Question

Imagine that the State of Kentucky want s to create a new lottery similar to the PowerBall and Mega Millions that has better odds of winning. Kentucky assumes better odds of winning would draw more entries from both Kentucky and surrounding states because of the better odds of winning millions of dollars. Assume Kentucky plans to use 50 white balls and 30 red balls. In this mythical lottery, what is the probability with one entry of matching the five white balls drawn in any order (when a ball is drawn it is not replaced) and matching the one red ball drawn for the grand prize? Assume five white balls are randomly drawn out of a drum, there are fifty balls numbered from one to fifty. Then assume that one red ball is randomly drawn out of a drum, there are 30 red balls numbered from one to thirty.

Answer 1

Since these are drawn without replacement, these numbers cannot be repeated. Suppose the 5 winning numbers are 11 55 42 30 and 15, these can come in any order in 5! ways = 120 ways (The rule of permutation of n distinct thing all taken together = n!)

Probability For the 5 white Numbers: (lets take 1 order as given above 11 55 42 30 and 15, then multiply the probability by 120 for drawing 5 correct white numbers)

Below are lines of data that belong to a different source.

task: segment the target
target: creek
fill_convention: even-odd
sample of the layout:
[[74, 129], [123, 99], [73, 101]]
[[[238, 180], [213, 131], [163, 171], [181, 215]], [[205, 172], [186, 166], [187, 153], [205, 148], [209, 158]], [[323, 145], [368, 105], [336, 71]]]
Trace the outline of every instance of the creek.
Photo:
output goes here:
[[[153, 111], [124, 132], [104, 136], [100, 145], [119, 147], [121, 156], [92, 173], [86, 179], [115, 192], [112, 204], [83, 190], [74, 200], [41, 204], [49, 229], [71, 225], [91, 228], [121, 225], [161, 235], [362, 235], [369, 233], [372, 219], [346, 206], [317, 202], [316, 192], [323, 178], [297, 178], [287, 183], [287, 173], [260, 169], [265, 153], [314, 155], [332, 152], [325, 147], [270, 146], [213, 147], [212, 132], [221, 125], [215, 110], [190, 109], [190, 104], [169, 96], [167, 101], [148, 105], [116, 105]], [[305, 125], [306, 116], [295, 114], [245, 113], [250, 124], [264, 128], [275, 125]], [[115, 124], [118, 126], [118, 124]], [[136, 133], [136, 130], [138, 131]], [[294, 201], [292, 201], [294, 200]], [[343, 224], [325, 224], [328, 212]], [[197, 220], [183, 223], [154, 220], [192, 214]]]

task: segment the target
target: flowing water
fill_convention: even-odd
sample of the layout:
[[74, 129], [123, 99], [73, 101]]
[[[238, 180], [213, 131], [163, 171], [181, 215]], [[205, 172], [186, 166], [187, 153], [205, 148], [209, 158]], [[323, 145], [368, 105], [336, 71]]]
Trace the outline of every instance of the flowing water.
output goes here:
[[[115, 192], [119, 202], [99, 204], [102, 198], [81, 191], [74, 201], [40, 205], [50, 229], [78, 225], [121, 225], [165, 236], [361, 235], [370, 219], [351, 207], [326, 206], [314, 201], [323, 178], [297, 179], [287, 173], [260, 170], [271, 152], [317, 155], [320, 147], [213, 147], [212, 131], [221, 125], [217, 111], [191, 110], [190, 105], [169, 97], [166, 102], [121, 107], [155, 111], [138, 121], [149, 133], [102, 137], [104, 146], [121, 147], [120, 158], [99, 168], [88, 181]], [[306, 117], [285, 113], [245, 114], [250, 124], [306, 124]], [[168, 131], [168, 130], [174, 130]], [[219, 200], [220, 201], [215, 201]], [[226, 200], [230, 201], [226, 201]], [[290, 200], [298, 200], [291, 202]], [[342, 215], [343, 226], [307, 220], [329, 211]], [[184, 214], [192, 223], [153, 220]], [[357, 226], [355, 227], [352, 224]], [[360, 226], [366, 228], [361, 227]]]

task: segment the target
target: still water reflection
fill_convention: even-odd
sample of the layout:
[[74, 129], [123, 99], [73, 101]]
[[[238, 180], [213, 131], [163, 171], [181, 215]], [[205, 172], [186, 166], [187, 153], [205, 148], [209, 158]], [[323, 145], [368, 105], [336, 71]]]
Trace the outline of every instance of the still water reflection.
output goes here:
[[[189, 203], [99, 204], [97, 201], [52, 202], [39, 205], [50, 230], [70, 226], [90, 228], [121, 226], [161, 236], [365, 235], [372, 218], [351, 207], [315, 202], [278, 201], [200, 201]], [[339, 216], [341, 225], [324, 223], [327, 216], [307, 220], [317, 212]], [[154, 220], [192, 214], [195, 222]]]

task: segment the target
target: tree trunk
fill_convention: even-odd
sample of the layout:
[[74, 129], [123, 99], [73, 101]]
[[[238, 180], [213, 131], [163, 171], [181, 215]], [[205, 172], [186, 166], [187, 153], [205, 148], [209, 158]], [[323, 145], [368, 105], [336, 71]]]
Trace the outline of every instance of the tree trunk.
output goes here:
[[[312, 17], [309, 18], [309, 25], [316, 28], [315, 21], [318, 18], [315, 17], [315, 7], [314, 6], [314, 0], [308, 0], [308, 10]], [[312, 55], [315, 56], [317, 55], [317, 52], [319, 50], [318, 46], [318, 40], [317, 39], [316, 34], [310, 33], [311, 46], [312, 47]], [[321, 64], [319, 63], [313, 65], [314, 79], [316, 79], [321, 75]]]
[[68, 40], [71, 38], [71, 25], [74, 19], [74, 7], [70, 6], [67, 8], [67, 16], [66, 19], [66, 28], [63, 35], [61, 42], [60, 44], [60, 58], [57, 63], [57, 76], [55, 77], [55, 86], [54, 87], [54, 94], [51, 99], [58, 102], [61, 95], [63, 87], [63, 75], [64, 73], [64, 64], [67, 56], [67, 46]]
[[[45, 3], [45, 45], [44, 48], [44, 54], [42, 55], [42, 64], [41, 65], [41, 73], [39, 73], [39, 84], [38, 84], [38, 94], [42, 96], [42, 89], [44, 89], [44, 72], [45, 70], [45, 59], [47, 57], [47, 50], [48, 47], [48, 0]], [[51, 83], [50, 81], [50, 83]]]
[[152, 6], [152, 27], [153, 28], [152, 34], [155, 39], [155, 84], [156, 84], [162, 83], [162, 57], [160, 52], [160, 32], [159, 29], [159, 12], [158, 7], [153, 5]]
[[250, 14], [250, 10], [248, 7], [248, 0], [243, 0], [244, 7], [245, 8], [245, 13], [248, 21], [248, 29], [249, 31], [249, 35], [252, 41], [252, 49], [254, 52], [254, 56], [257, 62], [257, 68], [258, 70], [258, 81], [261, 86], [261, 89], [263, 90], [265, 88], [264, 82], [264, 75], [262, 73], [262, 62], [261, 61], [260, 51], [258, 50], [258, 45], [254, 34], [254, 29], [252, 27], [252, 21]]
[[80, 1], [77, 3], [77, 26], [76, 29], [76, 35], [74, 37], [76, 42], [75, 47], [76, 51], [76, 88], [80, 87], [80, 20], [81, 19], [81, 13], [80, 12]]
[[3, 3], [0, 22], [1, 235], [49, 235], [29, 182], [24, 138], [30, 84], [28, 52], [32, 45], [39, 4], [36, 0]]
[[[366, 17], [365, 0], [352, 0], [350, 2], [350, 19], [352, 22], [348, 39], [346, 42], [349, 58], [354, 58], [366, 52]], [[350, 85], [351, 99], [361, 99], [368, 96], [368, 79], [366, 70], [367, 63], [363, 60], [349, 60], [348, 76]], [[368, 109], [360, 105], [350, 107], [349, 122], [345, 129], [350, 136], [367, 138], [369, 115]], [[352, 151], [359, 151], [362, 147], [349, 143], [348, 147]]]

P(drawing a 11 out of 50 available balls) = 1/50

P(drawing a 55 out of 49 available balls) = 1/49

P(drawing a 42 out of 50 available balls) = 1/48

P(drawing a 30 out of 50 available balls) = 1/47

P(drawing a 15 out of 50 available balls) = 1/46

Therefore the probability of drawing the 5 correct numbers = 120 * (1/50) * (1/49) * (1/48) * (1/47) * (1/46) = 1/12118760

P(of picking the correct red ball, from a drum containg 30 numbers) = 1/30

Therefore the required probability = (1/2118760) * (1/30) = 1/63562800 = 1.57325 * 10^-8.